• Clinical Counseling & Marriage and Family Therapy (CCMF) Graduate Studies

    (Formerly known as Family Psychology Graduate Studies)

    The graduate program is currently undergoing extensive revision and enhancement as part of the process of seeking accreditation from the Council for Accreditation of Counseling and Related Educational Programs (CACREP).

    The Clinical Counseling & Marriage and Family Therapy (CCMF) Master's Program is designed to prepare students for licensure as a Licensed Professional Counselor (LPC) and/or as a Licensed Marriage and Family Therapist (LMFT) and for job opportunities that involve therapeutic services for individuals (including children, adolescents and adults), couples, and families. It is built upon the philosophical and theoretical tenets inherent in the rich heritage of individual, couple, and family therapy. This multi-dimensional approach to understanding human beings is greatly enhanced through the use of the unique Hardin-Simmons Four-Dimensional Model, depicted by a visual pyramid-shaped structure. This model, developed by former faculty, has allowed our students to more fully appreciate the biological, social, psychological, and existential-spiritual dimensions of their clients, thus facilitating the integration of these aspects into their clinical work.

    The HSU Four-Dimensional Model incorporates the following:

    1. Biological - recognizing the heritable, developmental, and functional aspects of being physically human
    2. Social - recognizing the generational, organizational, and transactional aspects of relationships among human beings within systems
    3. Psychological - recognizing the intra-psychic cognitive (thinking), affective (feelings/emotions), and behavioral (actions/doing) aspects of being human
    4. Meaning - recognizing the existential and spiritual need of human beings for connection, mastery, and valuing themselves and others

    Integration of Faith & Education
    One of the joys of teaching at Hardin-Simmons University is that it is truly an "education enlightened by faith." Thus, our faculty enjoys the opportunity to purposefully weave their Christian faith into the courses that they teach. This intentionality exemplifies our belief that one's faith cannot be separated from anything that we do in life, including earning a graduate degree.

    For our graduate program in CCMF, this integration means continually asking ourselves and our students, "How as Christians do we counsel our clients while also incorporating the very best theories and interventions psychology has to offer?" We understand the process of therapy to be one of counseling others in a responsible manner that integrates Christian faith, and that involves the knowledge gained from the field of counseling and psychology. As one might expect, the balancing and blending of these two areas is not achieved without a great deal of questioning and discussion. The answers achieved through this quest for integration are as unique and individualized as our students. The joy comes, then, not in our total agreement but in the rich discussions that arise from our striving to attain such integration.
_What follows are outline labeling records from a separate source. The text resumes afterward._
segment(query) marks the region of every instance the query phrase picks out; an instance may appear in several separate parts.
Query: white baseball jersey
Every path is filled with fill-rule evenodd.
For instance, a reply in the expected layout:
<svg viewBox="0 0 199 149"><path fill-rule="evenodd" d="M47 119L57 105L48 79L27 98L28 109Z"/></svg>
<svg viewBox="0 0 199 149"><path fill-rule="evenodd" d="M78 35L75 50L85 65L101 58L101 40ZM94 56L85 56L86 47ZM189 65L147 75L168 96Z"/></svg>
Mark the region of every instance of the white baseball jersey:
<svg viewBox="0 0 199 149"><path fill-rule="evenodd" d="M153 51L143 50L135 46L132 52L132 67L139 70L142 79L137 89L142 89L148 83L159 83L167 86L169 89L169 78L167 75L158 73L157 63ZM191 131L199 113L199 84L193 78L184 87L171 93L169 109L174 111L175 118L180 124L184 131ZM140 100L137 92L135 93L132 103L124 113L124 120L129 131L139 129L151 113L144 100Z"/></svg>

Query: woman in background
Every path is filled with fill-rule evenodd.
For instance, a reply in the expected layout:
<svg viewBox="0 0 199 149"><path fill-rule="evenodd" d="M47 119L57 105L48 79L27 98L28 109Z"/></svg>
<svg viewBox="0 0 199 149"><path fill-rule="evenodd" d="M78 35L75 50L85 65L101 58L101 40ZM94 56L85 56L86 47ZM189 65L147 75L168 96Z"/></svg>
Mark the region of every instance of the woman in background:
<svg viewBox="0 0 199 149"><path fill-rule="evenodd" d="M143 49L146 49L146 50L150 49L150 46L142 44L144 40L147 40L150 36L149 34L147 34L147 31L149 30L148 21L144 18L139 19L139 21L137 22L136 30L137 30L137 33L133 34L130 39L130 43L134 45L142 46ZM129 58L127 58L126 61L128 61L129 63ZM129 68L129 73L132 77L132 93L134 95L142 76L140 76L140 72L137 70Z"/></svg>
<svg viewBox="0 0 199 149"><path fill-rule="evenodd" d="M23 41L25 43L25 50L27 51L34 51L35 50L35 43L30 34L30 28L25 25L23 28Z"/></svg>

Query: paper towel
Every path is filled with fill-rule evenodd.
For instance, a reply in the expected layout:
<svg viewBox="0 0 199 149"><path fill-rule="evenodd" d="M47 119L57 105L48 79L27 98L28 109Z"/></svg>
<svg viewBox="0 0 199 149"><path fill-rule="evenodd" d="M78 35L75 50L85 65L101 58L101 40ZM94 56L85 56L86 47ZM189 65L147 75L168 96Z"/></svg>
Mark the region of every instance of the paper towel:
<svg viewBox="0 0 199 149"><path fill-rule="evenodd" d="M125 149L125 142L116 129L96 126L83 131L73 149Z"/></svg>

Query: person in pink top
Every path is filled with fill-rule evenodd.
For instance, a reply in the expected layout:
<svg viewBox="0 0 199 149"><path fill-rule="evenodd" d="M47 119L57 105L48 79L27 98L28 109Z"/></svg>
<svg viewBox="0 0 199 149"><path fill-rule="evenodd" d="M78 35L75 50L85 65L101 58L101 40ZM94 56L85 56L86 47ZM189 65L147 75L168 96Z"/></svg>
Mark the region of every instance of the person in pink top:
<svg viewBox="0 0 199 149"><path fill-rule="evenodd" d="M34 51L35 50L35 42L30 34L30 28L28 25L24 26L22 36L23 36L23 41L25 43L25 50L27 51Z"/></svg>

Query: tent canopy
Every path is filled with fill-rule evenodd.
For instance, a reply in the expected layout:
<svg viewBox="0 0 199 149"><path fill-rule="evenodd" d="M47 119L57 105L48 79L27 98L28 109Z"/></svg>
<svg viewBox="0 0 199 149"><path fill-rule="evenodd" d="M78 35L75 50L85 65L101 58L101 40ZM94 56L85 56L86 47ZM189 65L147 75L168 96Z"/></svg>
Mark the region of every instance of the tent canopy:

    Family Psychology Center
    The Family Psychology Center, located on the campus of Hardin-Simmons University, offers counseling for individuals (including children, adolescents and adults), couples and families. Our clientele consists of HSU students as well as individuals and families from the greater Abilene community. Our Center routinely receives referrals from local mental health agencies, such as MHMR, various in-patient psychiatric facilities, and various private out-patient facilities.

    The Family Psychology Center provides our graduate students with an extensive opportunity to gain experience in providing a wide range of clinical services. Beginning in their second or third semester in the program, our graduate students, under intensive individual, group and live supervision provided by our licensed faculty, engage in clinical work with clients who have accessed the center. By the end of their graduate work in our program, our graduate students will have accumulated a minimum of 700 clinical hours, at least 250 hours of which are direct client hours.